Meanwhile, the conventional fuel injection control mentioned above
is arranged so that the increase compensation is not performed even
if the accelerator pedal is pressed down during startup of the
engine. As a result, the fuel would not be supplied in excess
amounts, preventing deteriorations in startability of the engine.
This fuel injection control is, however, performed based on the
pulse signal indicative of the engine rotation speed detected by
the crank angle sensor during the startup. If the pulse signal is
not detected immediately after the start of cranking, the injector
is not allowed to inject the fuel until a pulse signal is detected.
Thus, the startup (or cranking) of the engine is delayed and a
period of time needed for the startup is liable to become
longer.
Although the startup time is prolonged, such the startup delay is
considered as having little effect on driving operations of the
vehicles using the engines which are cranked with an engine
(ignition) key. On the other hand, if the above fuel injection
control apparatus is adopted in the engines of industrial vehicles,
such as a golf-cart, arranged such that cranking, traveling and
stopping are performed in proportion to operations of the
accelerator pedal, such the engine of the golf-cart would cause
troubles at startup, for example, in a parked position (when
stopping) on a slope.
Specifically, the golf-cart using a parking brake is constructed
such that the parking brake is released when the accelerator pedal
is depressed by a driver. When the accelerator pedal is depressed
to start the engine of the cart parked on a slope, therefore,
cranking of the engine is started simultaneously with depression of
the accelerator pedal, while the parking brake is also released at
the same time. At this time, if the startup of the engine is
delayed after release of the parking brake as described above, the
golf-cart on the slope is consequently liable to unexpectedly move
under its own weight in correspondence with the startup delay,
which may possibly give anxiety to the driver.
SUMMARY OF THE INVENTION
The present invention has been made in view of the above
circumstances and has an object to overcome the above problems and
to provide a fuel injection control apparatus for engines capable
of preventing startup delay of the engines.

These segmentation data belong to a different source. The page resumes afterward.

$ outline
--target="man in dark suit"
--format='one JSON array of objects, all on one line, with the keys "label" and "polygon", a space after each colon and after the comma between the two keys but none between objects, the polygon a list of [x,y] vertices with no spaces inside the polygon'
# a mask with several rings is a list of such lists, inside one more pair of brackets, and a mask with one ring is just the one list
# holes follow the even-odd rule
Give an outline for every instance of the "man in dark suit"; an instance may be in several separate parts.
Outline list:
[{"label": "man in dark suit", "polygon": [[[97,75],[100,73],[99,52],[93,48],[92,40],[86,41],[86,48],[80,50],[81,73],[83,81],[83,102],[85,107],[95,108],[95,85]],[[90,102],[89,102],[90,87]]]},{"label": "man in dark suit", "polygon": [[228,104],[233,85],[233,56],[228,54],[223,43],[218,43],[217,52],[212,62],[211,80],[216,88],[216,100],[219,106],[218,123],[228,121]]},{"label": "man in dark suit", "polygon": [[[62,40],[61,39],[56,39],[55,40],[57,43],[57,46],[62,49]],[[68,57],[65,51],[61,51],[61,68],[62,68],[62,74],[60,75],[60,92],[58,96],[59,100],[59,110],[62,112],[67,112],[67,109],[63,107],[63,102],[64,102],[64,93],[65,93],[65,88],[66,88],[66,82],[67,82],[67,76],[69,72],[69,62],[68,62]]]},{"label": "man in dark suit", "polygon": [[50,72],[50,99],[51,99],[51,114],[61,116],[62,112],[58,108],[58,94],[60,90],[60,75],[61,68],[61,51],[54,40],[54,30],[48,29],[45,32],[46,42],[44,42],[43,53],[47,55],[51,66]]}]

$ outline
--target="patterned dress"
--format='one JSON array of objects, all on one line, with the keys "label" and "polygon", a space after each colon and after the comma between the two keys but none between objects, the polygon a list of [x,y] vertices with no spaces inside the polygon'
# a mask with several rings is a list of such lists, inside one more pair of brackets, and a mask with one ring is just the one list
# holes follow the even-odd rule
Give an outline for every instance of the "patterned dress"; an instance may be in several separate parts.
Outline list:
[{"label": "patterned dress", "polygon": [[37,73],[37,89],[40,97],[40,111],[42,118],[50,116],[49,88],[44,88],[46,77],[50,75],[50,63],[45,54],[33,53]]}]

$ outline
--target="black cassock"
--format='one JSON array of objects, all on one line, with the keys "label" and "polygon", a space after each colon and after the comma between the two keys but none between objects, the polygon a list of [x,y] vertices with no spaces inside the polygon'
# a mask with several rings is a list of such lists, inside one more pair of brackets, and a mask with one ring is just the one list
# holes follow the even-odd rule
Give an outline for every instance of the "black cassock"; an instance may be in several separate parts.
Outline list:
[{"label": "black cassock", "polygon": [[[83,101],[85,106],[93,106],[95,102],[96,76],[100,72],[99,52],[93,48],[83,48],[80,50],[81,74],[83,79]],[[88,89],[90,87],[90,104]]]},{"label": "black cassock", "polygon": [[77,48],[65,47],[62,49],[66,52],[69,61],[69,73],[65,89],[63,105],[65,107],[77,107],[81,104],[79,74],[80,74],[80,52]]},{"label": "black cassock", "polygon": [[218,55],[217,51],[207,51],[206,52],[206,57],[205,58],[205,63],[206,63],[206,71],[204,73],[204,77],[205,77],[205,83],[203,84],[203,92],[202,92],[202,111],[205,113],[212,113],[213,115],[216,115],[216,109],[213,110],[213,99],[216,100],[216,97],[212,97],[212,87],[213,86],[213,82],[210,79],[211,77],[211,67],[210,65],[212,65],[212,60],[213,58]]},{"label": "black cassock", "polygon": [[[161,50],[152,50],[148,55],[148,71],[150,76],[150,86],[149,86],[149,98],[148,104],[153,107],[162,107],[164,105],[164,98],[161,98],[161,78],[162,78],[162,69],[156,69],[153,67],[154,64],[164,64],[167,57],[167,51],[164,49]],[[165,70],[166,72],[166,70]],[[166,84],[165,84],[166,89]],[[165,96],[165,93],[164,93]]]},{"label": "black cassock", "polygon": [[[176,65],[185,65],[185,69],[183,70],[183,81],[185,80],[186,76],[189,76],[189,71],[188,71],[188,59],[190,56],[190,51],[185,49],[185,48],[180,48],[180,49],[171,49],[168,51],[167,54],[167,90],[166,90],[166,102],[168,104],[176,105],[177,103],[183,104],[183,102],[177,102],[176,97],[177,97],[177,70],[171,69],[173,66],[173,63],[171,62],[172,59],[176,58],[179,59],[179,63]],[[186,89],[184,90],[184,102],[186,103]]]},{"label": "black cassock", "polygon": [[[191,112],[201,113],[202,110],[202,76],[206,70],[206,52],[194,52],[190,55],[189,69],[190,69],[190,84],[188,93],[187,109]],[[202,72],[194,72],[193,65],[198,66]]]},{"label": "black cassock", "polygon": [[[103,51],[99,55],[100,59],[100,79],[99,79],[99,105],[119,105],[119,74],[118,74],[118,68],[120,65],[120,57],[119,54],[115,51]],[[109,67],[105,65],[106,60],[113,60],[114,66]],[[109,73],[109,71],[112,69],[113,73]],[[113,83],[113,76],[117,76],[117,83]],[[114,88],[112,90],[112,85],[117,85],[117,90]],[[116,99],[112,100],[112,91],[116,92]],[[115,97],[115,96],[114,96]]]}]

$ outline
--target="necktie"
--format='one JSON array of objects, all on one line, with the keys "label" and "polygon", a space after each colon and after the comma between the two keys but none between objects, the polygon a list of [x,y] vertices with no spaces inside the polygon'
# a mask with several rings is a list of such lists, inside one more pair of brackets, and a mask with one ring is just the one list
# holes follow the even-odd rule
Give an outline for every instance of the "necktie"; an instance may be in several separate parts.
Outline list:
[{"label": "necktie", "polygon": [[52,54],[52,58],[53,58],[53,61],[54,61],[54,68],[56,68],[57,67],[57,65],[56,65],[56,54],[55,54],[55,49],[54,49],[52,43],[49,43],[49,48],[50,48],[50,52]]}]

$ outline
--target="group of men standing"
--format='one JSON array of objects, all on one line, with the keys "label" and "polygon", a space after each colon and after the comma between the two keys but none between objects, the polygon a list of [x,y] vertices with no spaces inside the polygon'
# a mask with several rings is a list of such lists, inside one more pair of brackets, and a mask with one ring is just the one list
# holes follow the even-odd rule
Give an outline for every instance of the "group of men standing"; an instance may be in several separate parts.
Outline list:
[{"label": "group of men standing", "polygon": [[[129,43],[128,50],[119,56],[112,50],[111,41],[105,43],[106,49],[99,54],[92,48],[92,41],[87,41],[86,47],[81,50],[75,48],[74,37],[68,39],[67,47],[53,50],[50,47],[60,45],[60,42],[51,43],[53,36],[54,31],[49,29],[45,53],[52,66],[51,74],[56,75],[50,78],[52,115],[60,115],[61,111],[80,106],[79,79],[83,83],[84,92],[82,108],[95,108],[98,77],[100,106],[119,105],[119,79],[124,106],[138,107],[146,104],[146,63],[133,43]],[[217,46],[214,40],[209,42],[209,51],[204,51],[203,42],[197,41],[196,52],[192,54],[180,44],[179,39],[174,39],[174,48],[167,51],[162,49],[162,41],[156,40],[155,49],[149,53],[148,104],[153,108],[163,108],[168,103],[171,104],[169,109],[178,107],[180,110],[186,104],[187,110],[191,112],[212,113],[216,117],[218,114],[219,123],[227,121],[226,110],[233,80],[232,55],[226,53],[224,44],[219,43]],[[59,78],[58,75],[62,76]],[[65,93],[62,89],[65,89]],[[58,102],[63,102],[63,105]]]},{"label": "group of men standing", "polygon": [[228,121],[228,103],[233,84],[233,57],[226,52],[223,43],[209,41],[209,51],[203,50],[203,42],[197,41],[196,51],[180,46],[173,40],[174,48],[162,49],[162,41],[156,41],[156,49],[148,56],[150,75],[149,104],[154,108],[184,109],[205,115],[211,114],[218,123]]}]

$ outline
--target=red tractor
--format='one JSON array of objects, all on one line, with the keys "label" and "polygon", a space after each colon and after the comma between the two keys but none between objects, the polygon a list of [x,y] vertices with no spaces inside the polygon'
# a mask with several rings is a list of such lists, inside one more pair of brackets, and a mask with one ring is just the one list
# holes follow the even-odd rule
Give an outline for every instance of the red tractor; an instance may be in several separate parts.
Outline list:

Additional objects and advantages of the invention will be set
forth in part in the description which follows and in part will
become understood from the description, or may be learned by
practice of the invention. The objects and advantages of the
invention may be realized and attained by means of the
instrumentalities and combinations particularly pointed out in the
appended claims.
To achieve the purpose of the invention, there is provided a fuel
injection control apparatus for engines, the apparatus being
provided in an engine of which startup is assisted by a startup
assist device and operation is controlled by operation control
means, and being arranged to control fuel injection means to inject
fuel to be supplied to the engine based on operating conditions of
the engine, the apparatus including: startup injection control
means for actuating the startup assist device and for causing the
fuel injection means to perform initial injection when the
operation control means is operated to start the engine.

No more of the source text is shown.